Sunday, March 31, 2013

Oh Brothers, Where Art Thou?: Siblings in Hollywood

The other day, my friend Nancy made an interesting request: "I'd like to get your take on cinematic sibling relationships -- who's convincing and who's not." What followed was several days of emails in which we explored Hollywood's representation of brothers and sisters, past and present.

Over the course of our siblings revelry, I made a few surprising discoveries. The first one was personal: When Nancy introduced the topic of celluloid brothers and sisters, the one that immediately came to mind was You Can Count on Me. Really?

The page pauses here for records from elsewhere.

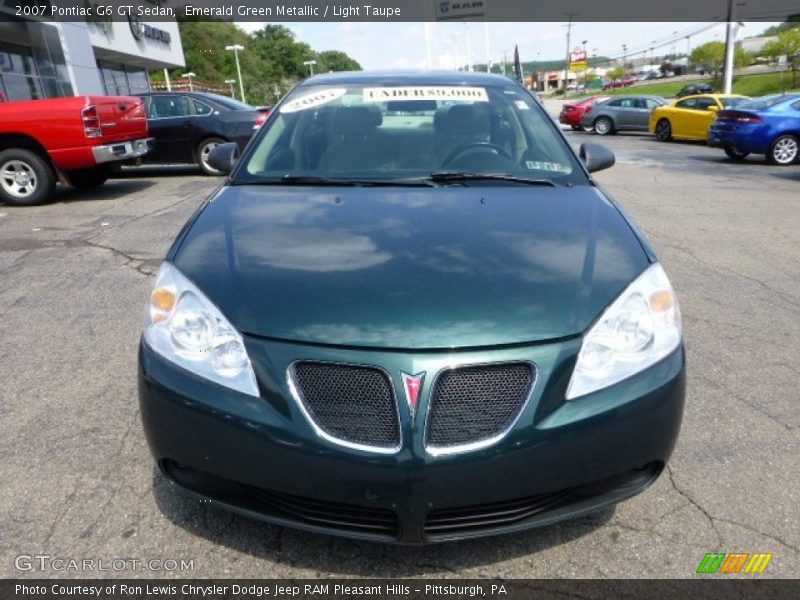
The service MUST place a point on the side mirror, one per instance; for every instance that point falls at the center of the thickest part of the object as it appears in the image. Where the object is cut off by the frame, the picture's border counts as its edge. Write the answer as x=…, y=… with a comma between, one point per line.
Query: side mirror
x=224, y=157
x=596, y=157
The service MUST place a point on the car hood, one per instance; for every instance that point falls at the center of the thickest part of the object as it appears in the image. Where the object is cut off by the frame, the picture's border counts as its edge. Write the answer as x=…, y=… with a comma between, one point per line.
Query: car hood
x=410, y=268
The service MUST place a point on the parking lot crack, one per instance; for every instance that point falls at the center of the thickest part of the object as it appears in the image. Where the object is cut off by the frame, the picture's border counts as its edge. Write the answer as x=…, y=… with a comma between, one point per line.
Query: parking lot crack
x=781, y=541
x=137, y=264
x=696, y=504
x=788, y=298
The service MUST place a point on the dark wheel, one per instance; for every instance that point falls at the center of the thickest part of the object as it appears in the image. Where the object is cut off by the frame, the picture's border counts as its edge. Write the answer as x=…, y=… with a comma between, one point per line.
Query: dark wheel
x=25, y=177
x=88, y=179
x=475, y=146
x=735, y=154
x=664, y=130
x=603, y=126
x=204, y=148
x=784, y=150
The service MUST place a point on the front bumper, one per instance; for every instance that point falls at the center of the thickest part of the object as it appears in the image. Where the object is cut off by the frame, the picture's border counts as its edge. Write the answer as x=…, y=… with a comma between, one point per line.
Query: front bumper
x=261, y=457
x=121, y=151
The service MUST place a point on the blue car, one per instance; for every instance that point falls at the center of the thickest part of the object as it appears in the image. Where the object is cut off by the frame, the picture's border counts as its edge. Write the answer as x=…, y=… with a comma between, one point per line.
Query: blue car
x=769, y=125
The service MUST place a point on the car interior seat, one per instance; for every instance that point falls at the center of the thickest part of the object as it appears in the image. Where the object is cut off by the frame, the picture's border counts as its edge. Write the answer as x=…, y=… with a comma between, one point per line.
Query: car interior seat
x=354, y=146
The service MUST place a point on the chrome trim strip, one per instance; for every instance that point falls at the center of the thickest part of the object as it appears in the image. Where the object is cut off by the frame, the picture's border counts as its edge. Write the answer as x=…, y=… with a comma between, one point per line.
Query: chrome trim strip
x=479, y=445
x=133, y=149
x=298, y=397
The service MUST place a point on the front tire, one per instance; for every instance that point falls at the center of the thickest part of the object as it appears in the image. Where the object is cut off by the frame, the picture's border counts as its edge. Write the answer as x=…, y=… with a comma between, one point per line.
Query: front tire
x=736, y=154
x=204, y=148
x=603, y=126
x=25, y=177
x=784, y=150
x=664, y=130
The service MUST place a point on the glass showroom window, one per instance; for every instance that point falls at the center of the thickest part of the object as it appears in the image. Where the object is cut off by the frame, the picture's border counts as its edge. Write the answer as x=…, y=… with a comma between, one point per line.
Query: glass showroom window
x=18, y=73
x=121, y=80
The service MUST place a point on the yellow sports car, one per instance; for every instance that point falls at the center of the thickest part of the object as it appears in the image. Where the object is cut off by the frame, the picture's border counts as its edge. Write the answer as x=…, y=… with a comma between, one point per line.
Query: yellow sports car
x=690, y=117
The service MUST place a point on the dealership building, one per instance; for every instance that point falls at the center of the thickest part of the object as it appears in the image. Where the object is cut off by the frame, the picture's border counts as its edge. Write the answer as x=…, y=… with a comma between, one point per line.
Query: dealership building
x=46, y=59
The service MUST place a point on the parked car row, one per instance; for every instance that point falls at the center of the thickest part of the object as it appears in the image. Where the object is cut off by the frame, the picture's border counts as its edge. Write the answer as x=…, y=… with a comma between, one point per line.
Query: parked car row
x=81, y=141
x=741, y=126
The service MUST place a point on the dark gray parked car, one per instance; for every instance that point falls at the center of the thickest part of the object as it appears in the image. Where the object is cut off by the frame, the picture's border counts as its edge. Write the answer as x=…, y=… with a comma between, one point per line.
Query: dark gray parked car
x=622, y=113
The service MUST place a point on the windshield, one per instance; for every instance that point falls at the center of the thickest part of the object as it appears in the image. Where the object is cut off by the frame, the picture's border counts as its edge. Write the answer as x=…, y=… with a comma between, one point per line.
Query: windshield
x=733, y=102
x=373, y=132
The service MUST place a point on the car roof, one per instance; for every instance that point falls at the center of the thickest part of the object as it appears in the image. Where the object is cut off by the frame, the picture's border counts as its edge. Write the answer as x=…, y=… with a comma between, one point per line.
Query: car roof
x=715, y=96
x=654, y=97
x=173, y=92
x=409, y=77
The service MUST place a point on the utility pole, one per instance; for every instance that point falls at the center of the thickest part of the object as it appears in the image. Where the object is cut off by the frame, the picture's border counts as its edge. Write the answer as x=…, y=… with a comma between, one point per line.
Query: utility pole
x=566, y=66
x=428, y=45
x=469, y=47
x=488, y=50
x=730, y=48
x=236, y=48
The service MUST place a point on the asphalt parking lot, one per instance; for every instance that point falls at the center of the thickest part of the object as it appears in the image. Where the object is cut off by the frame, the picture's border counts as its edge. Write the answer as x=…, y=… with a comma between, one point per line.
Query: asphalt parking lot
x=78, y=481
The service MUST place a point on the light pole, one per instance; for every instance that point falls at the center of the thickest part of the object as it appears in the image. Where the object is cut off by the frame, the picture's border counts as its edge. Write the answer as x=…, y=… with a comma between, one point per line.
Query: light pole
x=586, y=60
x=190, y=76
x=230, y=82
x=236, y=49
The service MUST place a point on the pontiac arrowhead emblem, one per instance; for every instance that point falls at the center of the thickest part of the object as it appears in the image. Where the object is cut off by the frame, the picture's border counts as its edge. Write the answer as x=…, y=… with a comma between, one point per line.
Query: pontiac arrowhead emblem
x=413, y=387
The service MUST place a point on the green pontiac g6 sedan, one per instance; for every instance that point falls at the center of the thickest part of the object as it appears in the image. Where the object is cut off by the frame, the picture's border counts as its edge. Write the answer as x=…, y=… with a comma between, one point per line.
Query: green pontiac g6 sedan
x=410, y=315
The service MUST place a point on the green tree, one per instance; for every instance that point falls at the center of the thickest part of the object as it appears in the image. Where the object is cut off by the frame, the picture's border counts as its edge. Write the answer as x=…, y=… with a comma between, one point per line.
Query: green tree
x=334, y=60
x=791, y=23
x=616, y=73
x=788, y=45
x=271, y=63
x=711, y=57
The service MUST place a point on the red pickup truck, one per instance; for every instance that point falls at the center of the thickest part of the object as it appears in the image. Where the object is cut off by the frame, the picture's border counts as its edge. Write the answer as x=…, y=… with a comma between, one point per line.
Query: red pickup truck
x=76, y=141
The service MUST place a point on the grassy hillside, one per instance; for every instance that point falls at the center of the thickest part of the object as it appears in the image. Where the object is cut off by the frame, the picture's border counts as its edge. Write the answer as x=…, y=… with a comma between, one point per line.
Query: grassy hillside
x=748, y=85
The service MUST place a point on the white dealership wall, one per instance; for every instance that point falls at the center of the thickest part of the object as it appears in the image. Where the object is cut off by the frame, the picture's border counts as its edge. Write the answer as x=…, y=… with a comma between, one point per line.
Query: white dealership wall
x=124, y=44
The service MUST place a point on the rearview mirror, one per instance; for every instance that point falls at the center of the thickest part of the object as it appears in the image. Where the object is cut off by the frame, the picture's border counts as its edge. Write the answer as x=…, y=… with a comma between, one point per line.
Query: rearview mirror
x=596, y=157
x=224, y=157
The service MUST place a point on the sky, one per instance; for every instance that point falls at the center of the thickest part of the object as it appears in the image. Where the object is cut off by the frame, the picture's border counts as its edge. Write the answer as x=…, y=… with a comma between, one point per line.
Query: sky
x=403, y=45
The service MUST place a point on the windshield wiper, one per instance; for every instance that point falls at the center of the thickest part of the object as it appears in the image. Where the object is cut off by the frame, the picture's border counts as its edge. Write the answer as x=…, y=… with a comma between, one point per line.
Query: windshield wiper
x=332, y=181
x=457, y=176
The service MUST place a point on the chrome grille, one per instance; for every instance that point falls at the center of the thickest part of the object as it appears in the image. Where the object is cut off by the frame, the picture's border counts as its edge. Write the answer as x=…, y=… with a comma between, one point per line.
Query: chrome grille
x=473, y=405
x=351, y=404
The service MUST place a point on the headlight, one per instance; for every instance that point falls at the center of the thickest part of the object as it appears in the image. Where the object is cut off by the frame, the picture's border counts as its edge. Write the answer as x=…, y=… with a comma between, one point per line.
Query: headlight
x=183, y=326
x=640, y=328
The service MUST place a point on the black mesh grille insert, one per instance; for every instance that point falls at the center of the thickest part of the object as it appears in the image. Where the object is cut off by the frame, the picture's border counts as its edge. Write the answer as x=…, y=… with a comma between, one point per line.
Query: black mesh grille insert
x=473, y=519
x=343, y=517
x=350, y=403
x=472, y=404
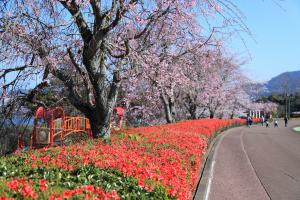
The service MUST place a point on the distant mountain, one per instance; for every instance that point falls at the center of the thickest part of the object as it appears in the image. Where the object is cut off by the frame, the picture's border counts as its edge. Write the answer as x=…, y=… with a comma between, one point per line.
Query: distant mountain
x=287, y=82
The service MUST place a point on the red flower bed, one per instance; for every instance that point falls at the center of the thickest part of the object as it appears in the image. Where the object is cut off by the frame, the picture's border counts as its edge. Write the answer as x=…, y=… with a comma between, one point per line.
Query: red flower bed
x=167, y=155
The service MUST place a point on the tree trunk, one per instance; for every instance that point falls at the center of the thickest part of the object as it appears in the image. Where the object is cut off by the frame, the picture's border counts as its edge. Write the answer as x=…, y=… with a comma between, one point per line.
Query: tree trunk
x=100, y=124
x=192, y=111
x=169, y=107
x=211, y=114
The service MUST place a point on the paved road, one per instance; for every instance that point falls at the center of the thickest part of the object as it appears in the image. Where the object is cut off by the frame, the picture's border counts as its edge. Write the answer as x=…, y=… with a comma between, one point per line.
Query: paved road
x=256, y=163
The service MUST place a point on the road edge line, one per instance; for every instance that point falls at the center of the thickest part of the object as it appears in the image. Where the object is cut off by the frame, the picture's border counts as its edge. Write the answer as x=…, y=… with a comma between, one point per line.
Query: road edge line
x=206, y=168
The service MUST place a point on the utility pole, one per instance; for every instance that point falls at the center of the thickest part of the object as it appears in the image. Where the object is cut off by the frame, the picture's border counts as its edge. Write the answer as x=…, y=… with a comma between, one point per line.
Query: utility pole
x=289, y=108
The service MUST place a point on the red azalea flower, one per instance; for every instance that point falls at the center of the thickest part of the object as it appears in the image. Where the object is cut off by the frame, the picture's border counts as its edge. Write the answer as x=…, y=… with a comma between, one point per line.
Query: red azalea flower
x=13, y=185
x=42, y=184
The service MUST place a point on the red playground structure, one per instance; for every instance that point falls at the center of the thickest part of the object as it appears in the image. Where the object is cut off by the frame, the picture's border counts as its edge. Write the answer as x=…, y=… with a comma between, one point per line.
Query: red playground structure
x=51, y=127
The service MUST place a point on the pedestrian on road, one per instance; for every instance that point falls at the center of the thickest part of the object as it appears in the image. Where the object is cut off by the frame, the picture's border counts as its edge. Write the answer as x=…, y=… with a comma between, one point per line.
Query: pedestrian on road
x=267, y=123
x=276, y=123
x=285, y=121
x=262, y=120
x=248, y=121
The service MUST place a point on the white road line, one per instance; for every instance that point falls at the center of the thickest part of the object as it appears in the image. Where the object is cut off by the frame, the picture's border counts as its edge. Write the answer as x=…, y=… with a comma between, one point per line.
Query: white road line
x=210, y=180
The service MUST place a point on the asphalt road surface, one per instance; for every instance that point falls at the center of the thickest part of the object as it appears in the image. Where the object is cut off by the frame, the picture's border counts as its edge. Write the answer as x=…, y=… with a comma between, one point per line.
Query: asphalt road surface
x=256, y=163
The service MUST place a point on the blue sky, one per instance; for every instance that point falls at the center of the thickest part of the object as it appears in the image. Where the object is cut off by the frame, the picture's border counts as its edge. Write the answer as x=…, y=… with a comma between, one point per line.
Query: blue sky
x=275, y=45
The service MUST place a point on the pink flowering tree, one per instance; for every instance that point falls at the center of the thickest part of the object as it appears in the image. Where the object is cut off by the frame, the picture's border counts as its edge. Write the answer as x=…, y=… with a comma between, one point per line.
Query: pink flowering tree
x=84, y=44
x=88, y=45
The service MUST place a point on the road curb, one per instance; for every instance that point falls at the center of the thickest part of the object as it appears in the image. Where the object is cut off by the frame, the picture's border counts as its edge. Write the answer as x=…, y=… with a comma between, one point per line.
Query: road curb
x=206, y=163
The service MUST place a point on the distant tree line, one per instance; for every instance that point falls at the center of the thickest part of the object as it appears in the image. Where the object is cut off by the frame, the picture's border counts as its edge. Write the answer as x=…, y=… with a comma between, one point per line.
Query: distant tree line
x=287, y=104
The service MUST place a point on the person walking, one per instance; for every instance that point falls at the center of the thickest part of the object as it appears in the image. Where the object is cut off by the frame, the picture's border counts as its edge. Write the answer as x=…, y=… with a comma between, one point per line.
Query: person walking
x=285, y=121
x=248, y=121
x=251, y=121
x=262, y=120
x=276, y=123
x=267, y=123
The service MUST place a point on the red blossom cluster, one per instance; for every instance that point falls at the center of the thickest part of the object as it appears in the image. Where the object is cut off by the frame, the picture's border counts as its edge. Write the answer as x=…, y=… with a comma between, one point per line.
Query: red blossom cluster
x=167, y=155
x=86, y=192
x=24, y=187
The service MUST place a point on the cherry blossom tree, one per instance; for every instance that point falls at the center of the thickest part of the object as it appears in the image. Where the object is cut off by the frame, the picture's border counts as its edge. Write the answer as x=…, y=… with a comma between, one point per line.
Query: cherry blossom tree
x=88, y=44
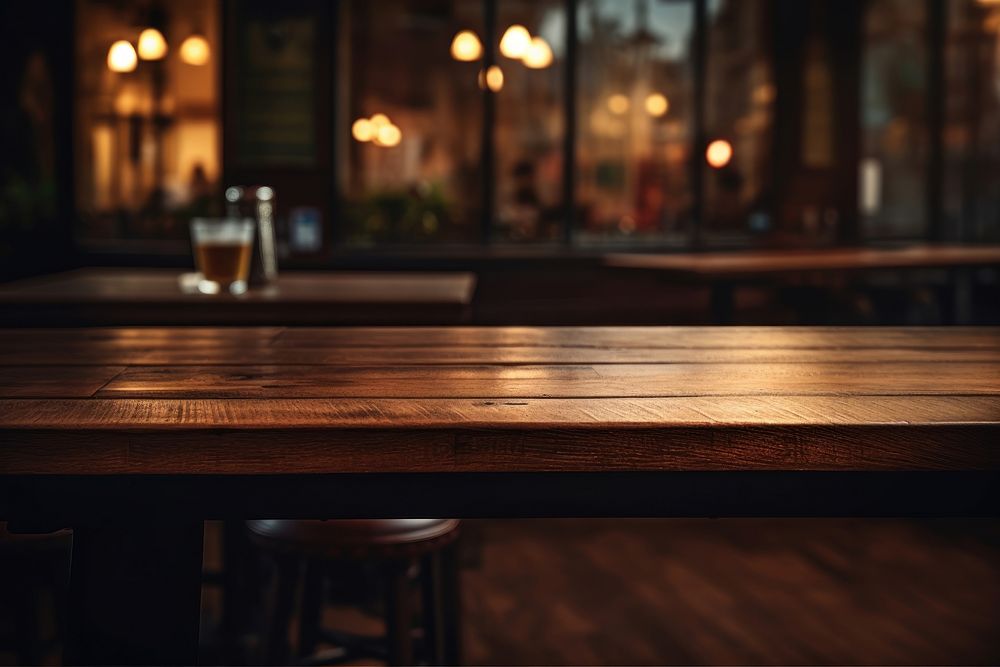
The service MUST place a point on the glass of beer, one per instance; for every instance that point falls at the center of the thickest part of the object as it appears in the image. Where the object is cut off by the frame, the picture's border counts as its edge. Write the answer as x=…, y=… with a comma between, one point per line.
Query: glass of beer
x=222, y=248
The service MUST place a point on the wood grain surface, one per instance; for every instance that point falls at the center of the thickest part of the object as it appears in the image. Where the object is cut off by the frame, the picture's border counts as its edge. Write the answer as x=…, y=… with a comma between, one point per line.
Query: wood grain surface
x=273, y=400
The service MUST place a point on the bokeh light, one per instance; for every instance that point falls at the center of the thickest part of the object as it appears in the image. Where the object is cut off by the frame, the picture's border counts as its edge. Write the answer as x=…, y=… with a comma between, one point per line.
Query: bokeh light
x=195, y=50
x=151, y=45
x=466, y=46
x=363, y=130
x=618, y=104
x=122, y=57
x=515, y=41
x=492, y=78
x=657, y=104
x=719, y=153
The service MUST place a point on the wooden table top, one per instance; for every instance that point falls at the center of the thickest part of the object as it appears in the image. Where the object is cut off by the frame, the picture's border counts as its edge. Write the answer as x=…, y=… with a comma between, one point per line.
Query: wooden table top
x=148, y=296
x=460, y=399
x=763, y=262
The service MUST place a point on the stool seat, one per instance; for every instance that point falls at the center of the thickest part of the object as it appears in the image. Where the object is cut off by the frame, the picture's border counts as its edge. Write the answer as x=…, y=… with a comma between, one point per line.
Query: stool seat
x=349, y=537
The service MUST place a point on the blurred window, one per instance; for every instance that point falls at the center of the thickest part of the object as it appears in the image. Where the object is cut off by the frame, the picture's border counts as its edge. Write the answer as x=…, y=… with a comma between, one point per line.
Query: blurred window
x=972, y=121
x=894, y=138
x=147, y=119
x=530, y=114
x=738, y=124
x=634, y=121
x=412, y=117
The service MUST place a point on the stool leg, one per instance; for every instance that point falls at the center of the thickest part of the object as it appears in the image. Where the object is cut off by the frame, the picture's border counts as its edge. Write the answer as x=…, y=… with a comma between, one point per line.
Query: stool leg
x=451, y=609
x=430, y=585
x=277, y=649
x=398, y=619
x=312, y=608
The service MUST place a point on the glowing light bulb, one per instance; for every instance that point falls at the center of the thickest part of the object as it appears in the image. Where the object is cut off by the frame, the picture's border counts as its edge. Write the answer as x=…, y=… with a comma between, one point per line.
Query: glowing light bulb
x=618, y=104
x=388, y=135
x=492, y=78
x=515, y=41
x=539, y=54
x=719, y=153
x=121, y=57
x=363, y=130
x=657, y=104
x=151, y=45
x=195, y=50
x=466, y=47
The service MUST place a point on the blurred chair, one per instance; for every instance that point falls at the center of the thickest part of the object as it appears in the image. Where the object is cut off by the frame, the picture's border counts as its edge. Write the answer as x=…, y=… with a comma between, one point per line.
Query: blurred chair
x=32, y=564
x=404, y=551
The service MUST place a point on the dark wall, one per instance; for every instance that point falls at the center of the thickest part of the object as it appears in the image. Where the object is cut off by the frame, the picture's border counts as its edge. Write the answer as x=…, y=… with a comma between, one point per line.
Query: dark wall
x=36, y=184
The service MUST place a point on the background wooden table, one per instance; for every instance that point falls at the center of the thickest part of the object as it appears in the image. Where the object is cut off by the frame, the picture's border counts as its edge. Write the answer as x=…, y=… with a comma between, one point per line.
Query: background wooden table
x=102, y=297
x=724, y=271
x=134, y=436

Is the 2000 drama that made Laura Linney Oscar bait and launched countless Mark Ruffalo fantasies (many of them mine) actually the quintessential film for me about sibling relationships? I suppose that it is. When I think of people with the same parents being depicted onscreen, it's always the first movie that comes to mind.

It's a curious realization because the brother-sister dynamic is not one in which I'm naturally emotionally invested nor one that I'm particularly drawn to in story (unless there's a hint or more of incestuousness a la The Cement Garden and The Dreamers). In my own life, my relationships with my two older brothers growing up shaped me as a person more than the one I had with my big sister. I saw my brothers somewhat as alternate versions of myself (and to some degree, still do), what I could or couldn't be, while my sister, whom I didn't love any less, was a completely separate entity in my eyes. I couldn't relate to her in the same way.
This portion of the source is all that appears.